By Anne Thompson | Thompson on Hollywood June 1, 2010 at 3:24AM
When Kim Masters covered the TV up-fronts for The Hollywood Reporter last week, it was a sign that THR was on the move. Sure enough, new THR editorial director Janice Min has hired Masters--a veteran of NPR, Premiere, The Washington Post, Time, Esquire and Vanity Fair--to be editor-at-large at the venerable trade. She starts July 1, reporting to Min.
Masters leaves Tina Brown's online news site The Daily Beast, where she was under contract to file two or so features a week, covering everything from TV and studio politics to Scientology and the career of Tom Cruise. Now Masters is back on staff at an 80-year-old established publication; she has a six-figure salary and a mandate from Min to "do what I do best," says Masters, "everything from breaking news to features."
THR editor Elizabeth Guider had been pursuing Masters for some months to join the paper, but suddenly when Min's hire was announced last week, "a long conversation became an incredibly short conversation," says Masters. "Janice came in and stitched it up. Once she was in the chair things moved lightning fast."

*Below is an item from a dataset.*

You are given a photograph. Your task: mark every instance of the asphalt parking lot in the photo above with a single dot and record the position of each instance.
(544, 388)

Hiring Masters sends a counter-message to ex-Weekly editor-in-chief Min's own hiring by e5 Global Media. Min is bringing in an established entertainment journalist who is respected--even feared--for her ability to do objective, investigative, analytic journalism as well as swift news reporting. Moving fast, Min is expected to transition the THR print edition to a weekly by summer's end, moving the daily online. Her stated goal is to broaden THR's coverage with consumer-friendly content, while still hanging onto the mandate to cover the entertainment business for the trade. "Kim's knowledge of the entertainment industry and her experience covering it across all media platforms will make her an invaluable asset to The Hollywood Reporter," Min stated.
It is also worth noting that while The Hollywood Reporter and Jay Penske's Mail.com are hiring key talent (Variety's Michael Fleming and THR's Nellie Andreeva at Deadline, Salon's Stephanie Zacharek at Movieline), Variety has been letting go of established stars such as Todd McCarthy, Derek Elley, David Rooney and Sharon Swart.
Masters will continue to host KCRW's weekly radio show "The Business," about the business of entertainment. She is the author of two books: "The Keys to the Kingdom: The Rise of Michael Eisner and the Fall of Everybody Else" and "Hit & Run: How Jon Peters and Peter Guber Took Sony for a Ride in Hollywood," with Nancy Griffin.